DESSAU.- Hammering, planing, sawing and weaving – it was pretty loud and dusty in the workshop wing of the School of Design, the Bauhaus Dessau. Although conceived as ‘laboratories for industry’, a great deal was still done by hand in the Dessau workshops.

The exhibition Craft becomes Modern. The Bauhaus in the Making tells the story of the workshops from the perspective of craft in the original setting, the weaving workshop in the Bauhaus building in Dessau. At the Bauhaus the relationships between art, applied art, industrial production and craft were discussed in more radical terms than elsewhere. And the backdrop to these domains, the economic and political situation in the Weimar Republic on which the school was dependent and in which it also aimed to actively intervene, had a far greater influence on the fate of this institution than any other.
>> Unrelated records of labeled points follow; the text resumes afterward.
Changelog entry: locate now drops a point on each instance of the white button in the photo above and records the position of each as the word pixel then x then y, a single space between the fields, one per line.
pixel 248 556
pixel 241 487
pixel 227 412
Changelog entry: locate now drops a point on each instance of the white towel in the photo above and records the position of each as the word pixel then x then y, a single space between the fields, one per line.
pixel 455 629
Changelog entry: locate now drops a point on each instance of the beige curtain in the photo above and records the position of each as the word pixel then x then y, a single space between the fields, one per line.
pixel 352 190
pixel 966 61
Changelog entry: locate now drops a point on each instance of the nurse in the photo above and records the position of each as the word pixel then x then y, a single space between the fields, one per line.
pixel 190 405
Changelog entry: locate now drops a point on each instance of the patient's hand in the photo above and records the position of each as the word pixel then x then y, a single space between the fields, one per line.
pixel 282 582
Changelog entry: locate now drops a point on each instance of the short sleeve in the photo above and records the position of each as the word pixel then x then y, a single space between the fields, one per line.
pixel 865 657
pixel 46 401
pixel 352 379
The leitmotif for the exhibition, which is divided into five thematic sections, is the quest to redefine craft at the Bauhaus as utopian – as a critique of, but also in coexistence with, industrial culture. Ultimately, this was about finding creative ways forward in a social setting in which the distance between everyday things and their makers and users had grown. As controversial as the ideas and concepts of craft at the Bauhaus Dessau were, they shared a concern about mankind’s agency. A similar situation appears to prevail today: Embroidery, do-it-yourself and the digital crafts have ceased to be contradictory and now offer scenarios for human initiative in a world shaped by digitalisation, globalisation and technology.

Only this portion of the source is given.